COP22: Le secteur privé marocain se mobilise

COP22: Le secteur privé marocain se mobilise

Le Maroc n’est sans doute pas un grand pollueur mais s’inscrit depuis des années dans une politique de migration vers un modèle de développement écologiquement responsable auquel l’intégration des différents acteurs est primordiale.

Fédérer les efforts est impératif afin de ne pas passer à côté des opportunités qu’offre un événement comme la COP22. Les opérateurs économiques du Maroc semblent en prendre conscience.

A l’invitation de Salaheddine Mezouar, président de la COP22 et ministre des affaires étrangères et de la coopération, ceux-ci se sont réunis autour d’un ftour-débat au cours duquel ont été discutées les modalités de participation et les possibilités de partenariats qui peuvent se nouer dans le cadre de la COP de Marrakech.
Si le changement climatique est souvent présenté comme étant une menace imminente, il est également, et de plus en plus souvent, décrit comme opportunité. À quelques semaines de la COP22, revenir sur le potentiel de ce que l’on appelle «emplois verts» serait intéressant.  Il s’agirait, selon l’Organisation internationale du travail  (OIT), de près de 60 millions de postes supplémentaires liés à l’économie verte.  Tous créés d’ici à 2030, grâce à la transition vers une économie décarbonée.

Le Maroc n’est sans doute pas un grand pollueur mais s’inscrit depuis des années dans une politique de migration vers un modèle de développement écologiquement responsable auquel l’intégration des différents acteurs est primordiale.  C’est justement dans ce sens que Salaheddine Mezouar a souligné le rôle majeur du secteur privé dans la lutte contre le réchauffement climatique.  Selon lui, cette mobilisation contre le changement climatique est aussi une mobilisation pour le développement. «Elle doit être globale et élargie en associant aux côtés des gouvernements le monde des affaires et les acteurs financiers», a-t-il insisté.

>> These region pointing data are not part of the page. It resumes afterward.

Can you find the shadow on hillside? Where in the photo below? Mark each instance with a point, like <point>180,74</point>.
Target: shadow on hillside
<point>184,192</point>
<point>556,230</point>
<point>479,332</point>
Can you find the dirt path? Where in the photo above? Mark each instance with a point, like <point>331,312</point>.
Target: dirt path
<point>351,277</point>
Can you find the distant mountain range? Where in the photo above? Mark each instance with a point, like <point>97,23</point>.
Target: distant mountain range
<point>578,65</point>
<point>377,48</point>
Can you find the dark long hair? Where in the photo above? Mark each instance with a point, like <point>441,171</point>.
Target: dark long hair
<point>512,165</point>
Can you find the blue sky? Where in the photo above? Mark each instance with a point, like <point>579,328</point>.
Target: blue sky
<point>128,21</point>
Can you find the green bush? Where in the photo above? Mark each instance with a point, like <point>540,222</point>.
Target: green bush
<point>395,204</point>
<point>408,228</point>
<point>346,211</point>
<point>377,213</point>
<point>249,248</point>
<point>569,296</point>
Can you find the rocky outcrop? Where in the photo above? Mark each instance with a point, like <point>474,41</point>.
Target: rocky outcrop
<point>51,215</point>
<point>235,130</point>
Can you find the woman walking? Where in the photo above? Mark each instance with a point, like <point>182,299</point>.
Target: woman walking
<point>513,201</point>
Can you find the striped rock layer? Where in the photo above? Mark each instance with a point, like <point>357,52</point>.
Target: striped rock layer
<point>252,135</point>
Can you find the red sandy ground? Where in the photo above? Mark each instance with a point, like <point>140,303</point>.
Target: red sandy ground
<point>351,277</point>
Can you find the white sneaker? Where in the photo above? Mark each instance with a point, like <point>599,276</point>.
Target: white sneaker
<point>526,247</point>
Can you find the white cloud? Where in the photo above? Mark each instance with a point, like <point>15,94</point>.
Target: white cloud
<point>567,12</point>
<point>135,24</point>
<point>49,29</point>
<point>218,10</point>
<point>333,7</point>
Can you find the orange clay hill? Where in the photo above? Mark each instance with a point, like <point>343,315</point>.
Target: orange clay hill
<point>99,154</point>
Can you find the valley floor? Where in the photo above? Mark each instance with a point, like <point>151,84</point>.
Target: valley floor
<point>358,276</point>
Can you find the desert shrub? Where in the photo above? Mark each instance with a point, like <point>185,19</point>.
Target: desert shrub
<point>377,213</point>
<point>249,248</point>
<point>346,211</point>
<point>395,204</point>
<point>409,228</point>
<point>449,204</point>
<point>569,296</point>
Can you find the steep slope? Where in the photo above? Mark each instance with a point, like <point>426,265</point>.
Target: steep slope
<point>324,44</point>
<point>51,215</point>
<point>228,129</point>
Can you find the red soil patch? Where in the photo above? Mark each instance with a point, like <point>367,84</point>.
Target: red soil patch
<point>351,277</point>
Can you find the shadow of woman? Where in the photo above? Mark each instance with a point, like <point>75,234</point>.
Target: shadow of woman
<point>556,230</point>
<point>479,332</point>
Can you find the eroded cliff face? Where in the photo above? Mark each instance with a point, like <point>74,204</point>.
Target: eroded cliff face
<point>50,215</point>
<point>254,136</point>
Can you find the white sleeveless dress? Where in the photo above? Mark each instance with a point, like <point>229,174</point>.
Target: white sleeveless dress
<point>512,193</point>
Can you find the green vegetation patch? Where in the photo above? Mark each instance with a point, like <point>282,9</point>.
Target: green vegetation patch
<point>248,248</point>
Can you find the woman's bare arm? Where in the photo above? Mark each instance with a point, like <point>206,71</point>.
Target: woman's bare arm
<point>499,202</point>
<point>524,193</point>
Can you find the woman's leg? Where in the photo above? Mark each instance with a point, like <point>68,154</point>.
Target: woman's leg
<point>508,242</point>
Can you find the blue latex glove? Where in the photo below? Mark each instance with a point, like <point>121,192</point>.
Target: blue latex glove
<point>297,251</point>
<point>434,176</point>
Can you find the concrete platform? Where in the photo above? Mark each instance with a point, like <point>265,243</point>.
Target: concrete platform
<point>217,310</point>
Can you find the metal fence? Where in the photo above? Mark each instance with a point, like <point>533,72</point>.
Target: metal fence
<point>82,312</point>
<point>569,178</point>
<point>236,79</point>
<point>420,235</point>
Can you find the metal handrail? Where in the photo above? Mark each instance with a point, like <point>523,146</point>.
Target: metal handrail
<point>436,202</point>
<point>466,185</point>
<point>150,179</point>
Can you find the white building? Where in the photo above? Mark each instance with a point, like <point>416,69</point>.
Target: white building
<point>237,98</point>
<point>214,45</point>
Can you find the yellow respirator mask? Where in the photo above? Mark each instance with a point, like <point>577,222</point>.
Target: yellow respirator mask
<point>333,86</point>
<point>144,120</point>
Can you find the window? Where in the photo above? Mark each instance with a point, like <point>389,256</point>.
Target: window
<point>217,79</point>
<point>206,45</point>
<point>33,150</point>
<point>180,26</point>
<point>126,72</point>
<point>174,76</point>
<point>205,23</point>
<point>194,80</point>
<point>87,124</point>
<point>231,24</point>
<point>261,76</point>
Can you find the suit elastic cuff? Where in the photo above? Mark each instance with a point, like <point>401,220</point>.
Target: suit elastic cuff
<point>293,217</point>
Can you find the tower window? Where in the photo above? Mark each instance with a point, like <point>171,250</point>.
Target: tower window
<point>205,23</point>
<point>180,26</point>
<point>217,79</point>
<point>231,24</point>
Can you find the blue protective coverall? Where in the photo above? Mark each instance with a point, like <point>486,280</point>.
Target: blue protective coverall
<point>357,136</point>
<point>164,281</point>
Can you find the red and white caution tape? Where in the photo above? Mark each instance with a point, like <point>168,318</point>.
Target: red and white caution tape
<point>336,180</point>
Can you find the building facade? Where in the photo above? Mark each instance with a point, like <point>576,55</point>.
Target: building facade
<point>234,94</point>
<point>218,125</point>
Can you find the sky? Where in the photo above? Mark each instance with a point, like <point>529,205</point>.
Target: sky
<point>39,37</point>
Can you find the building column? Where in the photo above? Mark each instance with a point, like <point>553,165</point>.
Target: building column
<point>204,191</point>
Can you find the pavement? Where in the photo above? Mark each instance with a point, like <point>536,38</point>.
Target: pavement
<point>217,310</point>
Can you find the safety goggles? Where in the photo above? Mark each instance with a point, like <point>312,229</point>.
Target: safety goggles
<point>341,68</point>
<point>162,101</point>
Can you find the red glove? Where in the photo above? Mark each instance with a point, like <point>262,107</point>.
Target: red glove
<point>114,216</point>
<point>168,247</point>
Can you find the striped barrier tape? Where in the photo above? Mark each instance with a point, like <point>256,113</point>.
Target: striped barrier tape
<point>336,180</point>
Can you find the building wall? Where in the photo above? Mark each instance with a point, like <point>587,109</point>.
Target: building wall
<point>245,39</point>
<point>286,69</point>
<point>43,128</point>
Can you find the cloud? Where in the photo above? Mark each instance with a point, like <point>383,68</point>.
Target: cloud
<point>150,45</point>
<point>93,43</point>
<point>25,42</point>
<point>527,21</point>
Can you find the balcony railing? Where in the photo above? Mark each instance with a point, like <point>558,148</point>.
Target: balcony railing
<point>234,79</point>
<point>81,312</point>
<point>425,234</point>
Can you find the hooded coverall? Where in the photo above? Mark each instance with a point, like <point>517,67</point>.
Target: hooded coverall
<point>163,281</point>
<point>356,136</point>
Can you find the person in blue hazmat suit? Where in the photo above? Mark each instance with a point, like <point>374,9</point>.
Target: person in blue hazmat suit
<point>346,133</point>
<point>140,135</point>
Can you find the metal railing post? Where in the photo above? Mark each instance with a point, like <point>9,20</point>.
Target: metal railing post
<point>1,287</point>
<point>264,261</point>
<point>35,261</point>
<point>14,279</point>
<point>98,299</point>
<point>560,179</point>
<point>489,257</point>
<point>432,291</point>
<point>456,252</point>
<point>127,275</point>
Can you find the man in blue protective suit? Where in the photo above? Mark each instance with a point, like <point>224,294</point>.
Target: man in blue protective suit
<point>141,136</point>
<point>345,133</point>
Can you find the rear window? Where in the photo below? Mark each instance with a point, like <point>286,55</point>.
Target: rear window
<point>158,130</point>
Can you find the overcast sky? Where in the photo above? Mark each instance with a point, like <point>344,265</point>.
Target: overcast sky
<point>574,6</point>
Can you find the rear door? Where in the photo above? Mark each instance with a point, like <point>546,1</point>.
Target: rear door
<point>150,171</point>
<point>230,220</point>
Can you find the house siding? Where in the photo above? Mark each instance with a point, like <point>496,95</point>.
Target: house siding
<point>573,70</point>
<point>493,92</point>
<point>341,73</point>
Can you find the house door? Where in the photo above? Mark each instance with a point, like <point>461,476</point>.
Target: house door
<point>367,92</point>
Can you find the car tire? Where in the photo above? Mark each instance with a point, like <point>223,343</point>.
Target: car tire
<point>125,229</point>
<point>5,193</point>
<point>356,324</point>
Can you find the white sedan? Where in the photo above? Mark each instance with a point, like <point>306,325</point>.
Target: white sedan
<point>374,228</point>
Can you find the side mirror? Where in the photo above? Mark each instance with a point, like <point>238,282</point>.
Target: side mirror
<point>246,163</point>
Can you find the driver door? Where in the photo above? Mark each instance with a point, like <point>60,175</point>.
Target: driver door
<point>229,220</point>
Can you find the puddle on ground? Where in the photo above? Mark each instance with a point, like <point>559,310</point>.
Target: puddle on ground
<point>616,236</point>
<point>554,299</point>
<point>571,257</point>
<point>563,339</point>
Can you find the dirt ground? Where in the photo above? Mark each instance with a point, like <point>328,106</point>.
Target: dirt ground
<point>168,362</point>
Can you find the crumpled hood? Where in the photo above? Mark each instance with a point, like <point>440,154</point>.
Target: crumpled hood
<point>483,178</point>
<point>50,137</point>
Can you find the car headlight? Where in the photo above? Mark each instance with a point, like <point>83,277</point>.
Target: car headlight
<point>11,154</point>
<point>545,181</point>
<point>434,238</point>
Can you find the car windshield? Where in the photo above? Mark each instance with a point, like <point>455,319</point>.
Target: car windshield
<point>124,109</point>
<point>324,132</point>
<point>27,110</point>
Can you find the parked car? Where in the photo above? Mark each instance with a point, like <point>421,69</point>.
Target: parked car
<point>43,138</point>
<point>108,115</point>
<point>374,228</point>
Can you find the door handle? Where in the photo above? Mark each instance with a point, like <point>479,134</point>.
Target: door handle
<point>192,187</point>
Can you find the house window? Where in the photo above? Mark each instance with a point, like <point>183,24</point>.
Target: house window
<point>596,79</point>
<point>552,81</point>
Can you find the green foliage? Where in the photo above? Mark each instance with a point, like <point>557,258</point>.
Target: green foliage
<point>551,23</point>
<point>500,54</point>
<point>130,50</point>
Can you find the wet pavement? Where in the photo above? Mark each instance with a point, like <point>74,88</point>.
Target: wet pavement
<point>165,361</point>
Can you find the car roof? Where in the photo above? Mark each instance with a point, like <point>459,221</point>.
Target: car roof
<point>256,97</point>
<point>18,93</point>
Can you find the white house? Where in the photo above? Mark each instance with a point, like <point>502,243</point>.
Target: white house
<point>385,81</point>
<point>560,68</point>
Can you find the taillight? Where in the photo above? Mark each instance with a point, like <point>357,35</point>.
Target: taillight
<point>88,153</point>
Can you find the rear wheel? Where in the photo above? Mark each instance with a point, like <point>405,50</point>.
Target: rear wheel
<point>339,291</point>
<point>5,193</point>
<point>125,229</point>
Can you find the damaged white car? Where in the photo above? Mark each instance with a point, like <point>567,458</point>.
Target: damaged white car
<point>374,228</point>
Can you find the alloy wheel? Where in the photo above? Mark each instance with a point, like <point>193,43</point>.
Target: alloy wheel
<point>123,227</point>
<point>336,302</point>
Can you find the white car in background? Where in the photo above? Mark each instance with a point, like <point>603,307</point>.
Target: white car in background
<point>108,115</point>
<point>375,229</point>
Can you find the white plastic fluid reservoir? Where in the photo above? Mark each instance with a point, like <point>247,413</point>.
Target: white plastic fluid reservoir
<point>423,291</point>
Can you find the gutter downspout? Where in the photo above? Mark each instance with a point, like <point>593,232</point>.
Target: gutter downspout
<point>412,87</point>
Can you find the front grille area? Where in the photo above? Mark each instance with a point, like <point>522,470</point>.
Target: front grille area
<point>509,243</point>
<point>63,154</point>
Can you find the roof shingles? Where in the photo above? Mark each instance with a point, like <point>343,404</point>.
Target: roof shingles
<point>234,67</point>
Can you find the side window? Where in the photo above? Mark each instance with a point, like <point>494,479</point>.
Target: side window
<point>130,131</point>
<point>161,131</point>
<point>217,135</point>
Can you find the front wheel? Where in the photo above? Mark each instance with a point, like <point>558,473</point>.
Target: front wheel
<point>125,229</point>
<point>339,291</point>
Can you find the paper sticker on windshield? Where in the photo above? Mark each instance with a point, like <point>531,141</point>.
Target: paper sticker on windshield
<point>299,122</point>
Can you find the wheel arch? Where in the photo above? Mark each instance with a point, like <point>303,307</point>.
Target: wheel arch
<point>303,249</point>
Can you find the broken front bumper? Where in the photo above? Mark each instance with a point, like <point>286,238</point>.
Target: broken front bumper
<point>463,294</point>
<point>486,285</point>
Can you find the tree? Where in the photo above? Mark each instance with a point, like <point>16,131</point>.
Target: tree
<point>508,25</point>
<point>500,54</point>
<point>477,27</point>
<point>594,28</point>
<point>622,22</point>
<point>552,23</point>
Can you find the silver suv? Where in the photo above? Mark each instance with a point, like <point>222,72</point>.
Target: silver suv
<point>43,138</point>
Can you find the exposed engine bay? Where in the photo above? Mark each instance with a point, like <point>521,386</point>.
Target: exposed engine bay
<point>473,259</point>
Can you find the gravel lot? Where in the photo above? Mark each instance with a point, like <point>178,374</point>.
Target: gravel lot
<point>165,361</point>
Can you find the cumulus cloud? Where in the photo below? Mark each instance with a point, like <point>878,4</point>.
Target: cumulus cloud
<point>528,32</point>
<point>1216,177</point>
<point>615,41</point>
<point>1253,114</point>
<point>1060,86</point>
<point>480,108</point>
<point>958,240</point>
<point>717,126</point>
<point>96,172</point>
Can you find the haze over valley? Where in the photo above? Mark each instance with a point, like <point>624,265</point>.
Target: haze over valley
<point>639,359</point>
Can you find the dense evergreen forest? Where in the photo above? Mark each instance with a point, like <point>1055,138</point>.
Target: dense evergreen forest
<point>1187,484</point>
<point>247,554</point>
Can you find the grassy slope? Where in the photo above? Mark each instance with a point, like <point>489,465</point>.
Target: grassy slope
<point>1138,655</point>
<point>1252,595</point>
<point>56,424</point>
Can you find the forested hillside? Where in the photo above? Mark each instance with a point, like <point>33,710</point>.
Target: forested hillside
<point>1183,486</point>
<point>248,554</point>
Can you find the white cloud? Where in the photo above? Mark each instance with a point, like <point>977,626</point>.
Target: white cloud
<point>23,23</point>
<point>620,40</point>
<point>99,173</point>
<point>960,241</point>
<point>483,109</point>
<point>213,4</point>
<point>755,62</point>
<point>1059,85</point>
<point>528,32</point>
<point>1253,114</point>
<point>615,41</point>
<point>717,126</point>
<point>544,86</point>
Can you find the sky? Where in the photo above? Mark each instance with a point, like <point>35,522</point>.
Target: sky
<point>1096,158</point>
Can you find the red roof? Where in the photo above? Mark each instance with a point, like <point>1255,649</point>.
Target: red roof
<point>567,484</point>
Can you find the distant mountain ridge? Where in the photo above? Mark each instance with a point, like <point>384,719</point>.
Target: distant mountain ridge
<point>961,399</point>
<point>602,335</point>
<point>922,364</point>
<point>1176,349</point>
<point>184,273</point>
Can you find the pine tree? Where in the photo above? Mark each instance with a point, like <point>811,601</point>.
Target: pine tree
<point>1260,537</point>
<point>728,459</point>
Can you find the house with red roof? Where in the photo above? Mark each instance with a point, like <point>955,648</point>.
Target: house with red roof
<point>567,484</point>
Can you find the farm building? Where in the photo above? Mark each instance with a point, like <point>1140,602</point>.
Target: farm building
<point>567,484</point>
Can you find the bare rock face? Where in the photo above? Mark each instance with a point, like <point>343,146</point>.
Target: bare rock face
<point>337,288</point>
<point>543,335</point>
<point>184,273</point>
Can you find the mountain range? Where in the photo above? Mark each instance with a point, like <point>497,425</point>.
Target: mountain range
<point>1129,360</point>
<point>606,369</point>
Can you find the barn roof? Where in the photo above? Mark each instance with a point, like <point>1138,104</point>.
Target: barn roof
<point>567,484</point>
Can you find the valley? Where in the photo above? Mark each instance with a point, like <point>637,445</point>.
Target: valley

Ayant pris part à l’événement, Othman Benjelloun, président du Groupement professionnel des banques du Maroc et patron de BMCE Bank of Africa, a passé en revue les engagements du secteur bancaire dans ce sens.  «Les banques marocaines ont d’ores et déjà intégré dans leur culture les nouvelles contraintes liées aux changements climatiques. Aujourd’hui, elles œuvrent à la décarbonisation de leurs actifs de manière à être conformes aux normes internationales», avait-il noté avant de préciser que cela a été entamé bien avant la COP21, avant la défense des énergies renouvelables. Rassurant, Othman Benjelloun a également promis l’implication du secteur pour
«réussir le challenge de la COP de Marrakech».
Le patronat marocain a également exprimé son engagement pour l’accompagnement et la réussite des ambitions de la COP22. Représenté par Fayçal Mekouar, vice-président de la Confédération générale des entreprises du Maroc (CGEM), celui-ci a indiqué que «les engagements de la CGEM s’inscrivent dans la durabilité». Pour expliciter  les modalités nécessaires à la concrétisation de ces promesses d’engagement, c’est Said Mouline qui a pris la parole. En tant que chef du pôle partenariat public-privé au sein du comité de pilotage de la COP22, celui-ci a assuré que le secteur privé est le fer de lance de la COP22 et a appelé de ce fait à conclure davantage de partenariats pour le rendez-vous de Marrakech.
«Nous avons la chance d’avoir au Maroc un secteur privé organisé. Ce dernier doit montrer au reste du monde qu’il a un rôle à jouer dans la lutte contre les changements climatiques et cela représente aussi un investissement», a-t-il conclu.